Dave Snowden, founder of the IBM Centre for Organizational Complexity, has over the past decade created and refined the Cynefin model for assessing and responding to these new challenges. It offers a well-synthesized and coherent framework for evaluating issues and conditions and then making decisions and taking appropriate action(s).

Cynefin  Method diagram

Cognitive Edge, D. Snowden

 

Much of today’s co-creative activities must and probably will find ways to come into being.  Indeed, a growing practical response to these various conditions (above) can be seen more and more frequently. Arguably, Occupy Wall Street was an early attempt to bring some global coherence to the power of peer-to-peer connection and conviction in the face of oppressive oligarchy / plutocracy.
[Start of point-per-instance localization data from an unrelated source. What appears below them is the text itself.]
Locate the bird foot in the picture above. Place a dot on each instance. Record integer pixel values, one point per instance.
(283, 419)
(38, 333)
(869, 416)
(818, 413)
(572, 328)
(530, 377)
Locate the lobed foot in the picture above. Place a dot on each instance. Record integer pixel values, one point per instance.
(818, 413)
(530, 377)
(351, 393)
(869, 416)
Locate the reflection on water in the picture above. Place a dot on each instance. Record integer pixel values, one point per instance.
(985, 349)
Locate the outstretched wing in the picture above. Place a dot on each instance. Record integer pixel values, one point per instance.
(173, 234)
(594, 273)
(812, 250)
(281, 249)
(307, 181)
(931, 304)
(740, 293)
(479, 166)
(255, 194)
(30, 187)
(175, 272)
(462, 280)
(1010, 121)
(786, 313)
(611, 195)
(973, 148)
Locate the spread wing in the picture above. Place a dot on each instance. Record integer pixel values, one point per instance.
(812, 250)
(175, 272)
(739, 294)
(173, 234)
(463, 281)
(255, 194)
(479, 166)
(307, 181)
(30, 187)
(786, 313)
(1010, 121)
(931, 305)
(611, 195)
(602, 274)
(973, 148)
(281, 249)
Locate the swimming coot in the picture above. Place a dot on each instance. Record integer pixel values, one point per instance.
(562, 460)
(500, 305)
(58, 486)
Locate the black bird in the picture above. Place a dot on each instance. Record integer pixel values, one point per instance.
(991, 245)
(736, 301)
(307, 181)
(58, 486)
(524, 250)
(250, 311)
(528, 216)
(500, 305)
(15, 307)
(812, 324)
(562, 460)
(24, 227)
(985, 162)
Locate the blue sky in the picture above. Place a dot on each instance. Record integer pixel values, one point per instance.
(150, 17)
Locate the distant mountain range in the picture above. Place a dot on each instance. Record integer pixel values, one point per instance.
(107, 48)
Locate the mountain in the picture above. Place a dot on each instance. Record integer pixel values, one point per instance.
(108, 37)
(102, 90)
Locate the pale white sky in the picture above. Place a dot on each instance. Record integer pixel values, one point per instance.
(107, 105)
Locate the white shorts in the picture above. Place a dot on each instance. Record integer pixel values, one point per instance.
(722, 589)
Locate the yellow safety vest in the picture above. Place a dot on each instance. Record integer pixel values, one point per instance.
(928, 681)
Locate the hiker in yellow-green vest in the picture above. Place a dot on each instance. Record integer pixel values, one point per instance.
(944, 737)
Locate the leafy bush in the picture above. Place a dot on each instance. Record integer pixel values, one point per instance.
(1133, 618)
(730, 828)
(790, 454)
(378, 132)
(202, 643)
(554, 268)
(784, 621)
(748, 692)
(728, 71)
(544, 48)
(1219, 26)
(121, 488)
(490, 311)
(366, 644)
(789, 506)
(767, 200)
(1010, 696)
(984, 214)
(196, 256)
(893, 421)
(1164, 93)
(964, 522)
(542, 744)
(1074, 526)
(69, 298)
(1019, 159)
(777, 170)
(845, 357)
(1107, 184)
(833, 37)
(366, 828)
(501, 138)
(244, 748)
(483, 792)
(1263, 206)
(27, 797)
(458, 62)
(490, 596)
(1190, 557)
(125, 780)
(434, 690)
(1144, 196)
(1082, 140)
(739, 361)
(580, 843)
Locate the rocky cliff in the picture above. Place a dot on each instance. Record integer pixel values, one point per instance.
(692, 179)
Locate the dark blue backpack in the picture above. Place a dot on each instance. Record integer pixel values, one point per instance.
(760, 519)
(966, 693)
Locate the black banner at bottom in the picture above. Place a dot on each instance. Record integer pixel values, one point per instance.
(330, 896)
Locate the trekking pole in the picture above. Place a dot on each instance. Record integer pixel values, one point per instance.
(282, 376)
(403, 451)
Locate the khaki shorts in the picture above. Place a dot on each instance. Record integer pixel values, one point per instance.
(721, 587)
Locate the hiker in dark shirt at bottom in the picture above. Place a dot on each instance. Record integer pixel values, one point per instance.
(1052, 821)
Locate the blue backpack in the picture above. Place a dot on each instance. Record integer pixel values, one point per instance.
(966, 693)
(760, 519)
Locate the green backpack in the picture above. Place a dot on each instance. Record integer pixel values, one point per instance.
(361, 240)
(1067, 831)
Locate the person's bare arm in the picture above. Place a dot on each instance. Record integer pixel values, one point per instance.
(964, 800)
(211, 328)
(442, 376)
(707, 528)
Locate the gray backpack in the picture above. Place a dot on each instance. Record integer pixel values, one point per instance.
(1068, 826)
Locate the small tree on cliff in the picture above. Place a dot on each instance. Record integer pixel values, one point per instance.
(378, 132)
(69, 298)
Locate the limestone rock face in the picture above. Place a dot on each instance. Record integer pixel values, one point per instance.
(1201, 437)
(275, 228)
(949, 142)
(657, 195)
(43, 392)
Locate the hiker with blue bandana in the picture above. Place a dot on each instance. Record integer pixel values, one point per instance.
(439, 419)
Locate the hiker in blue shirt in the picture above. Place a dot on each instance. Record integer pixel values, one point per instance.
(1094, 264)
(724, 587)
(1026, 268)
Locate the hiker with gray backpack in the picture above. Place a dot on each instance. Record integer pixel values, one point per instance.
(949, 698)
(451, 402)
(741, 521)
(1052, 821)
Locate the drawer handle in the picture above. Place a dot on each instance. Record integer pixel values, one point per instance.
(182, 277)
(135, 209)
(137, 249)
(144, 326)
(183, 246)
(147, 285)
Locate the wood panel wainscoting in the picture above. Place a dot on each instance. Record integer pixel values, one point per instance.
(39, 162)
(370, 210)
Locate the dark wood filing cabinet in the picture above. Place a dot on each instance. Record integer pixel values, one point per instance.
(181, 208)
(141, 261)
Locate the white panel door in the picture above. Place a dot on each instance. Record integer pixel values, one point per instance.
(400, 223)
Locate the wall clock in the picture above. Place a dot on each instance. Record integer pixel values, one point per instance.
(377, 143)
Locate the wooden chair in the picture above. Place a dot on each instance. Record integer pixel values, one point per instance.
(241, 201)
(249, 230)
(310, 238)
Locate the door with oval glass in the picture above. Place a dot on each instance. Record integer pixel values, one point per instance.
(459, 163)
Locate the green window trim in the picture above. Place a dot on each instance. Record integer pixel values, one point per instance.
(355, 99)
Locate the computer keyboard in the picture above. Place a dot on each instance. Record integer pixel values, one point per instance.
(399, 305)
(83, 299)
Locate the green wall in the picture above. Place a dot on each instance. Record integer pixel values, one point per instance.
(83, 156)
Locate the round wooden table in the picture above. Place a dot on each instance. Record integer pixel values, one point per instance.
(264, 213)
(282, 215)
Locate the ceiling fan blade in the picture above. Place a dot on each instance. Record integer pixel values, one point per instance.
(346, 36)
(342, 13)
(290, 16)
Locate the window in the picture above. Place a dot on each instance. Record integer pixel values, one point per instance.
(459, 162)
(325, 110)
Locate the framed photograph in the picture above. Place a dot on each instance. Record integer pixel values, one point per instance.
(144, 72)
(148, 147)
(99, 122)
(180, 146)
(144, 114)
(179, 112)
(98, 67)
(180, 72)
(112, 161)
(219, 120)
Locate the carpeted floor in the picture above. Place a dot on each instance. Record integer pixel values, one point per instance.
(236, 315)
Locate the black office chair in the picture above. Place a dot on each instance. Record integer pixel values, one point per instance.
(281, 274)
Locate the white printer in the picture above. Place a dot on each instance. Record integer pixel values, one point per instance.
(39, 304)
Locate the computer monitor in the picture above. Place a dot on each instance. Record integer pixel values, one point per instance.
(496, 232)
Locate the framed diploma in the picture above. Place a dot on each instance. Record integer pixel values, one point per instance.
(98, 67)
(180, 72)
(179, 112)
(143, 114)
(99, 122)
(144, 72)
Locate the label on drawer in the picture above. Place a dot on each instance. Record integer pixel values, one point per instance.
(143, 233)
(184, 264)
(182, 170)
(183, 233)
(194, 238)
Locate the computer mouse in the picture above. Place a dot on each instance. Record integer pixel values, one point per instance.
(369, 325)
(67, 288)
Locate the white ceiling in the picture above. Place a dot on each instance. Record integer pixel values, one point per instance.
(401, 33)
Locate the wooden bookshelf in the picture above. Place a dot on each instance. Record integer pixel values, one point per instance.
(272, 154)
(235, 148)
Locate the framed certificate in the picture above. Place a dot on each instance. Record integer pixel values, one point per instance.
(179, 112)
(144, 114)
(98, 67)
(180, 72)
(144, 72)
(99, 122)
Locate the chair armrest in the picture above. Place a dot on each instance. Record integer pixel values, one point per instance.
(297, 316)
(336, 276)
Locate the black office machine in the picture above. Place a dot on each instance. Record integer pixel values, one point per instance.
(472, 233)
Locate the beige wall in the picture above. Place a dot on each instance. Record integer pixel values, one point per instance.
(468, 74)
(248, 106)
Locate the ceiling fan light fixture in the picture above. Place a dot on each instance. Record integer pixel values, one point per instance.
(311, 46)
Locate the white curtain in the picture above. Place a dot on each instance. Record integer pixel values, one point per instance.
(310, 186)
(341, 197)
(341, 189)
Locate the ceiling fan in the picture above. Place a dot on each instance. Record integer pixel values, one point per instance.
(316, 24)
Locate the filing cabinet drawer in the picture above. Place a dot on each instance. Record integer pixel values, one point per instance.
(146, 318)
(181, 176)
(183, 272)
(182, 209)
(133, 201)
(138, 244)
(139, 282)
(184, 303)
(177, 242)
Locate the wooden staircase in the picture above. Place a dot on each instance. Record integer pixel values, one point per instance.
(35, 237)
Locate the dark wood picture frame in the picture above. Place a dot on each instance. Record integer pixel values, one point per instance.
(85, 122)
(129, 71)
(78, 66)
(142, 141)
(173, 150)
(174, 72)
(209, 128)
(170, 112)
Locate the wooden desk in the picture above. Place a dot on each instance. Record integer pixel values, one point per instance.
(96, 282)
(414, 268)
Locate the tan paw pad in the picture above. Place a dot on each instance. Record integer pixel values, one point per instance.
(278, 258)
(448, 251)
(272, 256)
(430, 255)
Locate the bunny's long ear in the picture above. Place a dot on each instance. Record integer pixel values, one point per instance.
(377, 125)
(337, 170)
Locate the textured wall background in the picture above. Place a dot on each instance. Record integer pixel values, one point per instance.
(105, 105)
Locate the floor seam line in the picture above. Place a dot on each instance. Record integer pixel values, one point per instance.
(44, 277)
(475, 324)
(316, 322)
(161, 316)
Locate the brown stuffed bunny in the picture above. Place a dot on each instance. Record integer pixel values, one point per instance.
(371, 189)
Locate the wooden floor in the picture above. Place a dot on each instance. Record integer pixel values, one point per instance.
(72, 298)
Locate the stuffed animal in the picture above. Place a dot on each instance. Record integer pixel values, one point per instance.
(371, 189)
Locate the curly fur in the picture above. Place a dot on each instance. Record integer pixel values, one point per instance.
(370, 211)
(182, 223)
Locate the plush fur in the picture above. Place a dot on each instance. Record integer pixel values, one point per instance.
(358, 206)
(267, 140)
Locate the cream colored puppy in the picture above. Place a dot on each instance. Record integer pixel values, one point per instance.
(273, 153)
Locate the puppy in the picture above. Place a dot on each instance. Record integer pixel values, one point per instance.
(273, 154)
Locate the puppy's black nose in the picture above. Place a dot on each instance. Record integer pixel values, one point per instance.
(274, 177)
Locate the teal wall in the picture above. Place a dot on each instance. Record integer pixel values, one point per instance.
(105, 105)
Another useful example is offered by burgeoning peer-to-peer movement(s) unfolding around the world. The dynamics of co-creation are deeply embedded (if not foundational) to P2P activities. The proliferation of cultural festivals and events and happenings at salons, forums, galleries and other venues reflect participative responses to many of the challenges emerging from our growing societal complexity. These events and happenings are where people gather to view, wonder, communicate and explore the infinite ways art and culture stimulate reflection, attraction and the opening of minds and hearts.

This is all occurring at a time when it also seems people everywhere are seeing and feeling the loss of parts of their lives to the ‘enclosure’ of privatization and the diminishment of the commons (the public spaces where certain types of common services and goods are made available to the public).

Co-creating in a wide range of forms, processes and purpose may become an effective and important antidote to the spreading enclosure of human creative activity.

But .. the dominant models of governance, commercial ownership and the use and re-use of that which is co-created by people are going to have to undergo much more deep change in order to disrupt the existing paradigm of proprietary commercial creation and the model of socio-economic power that this paradigm enables and carries today.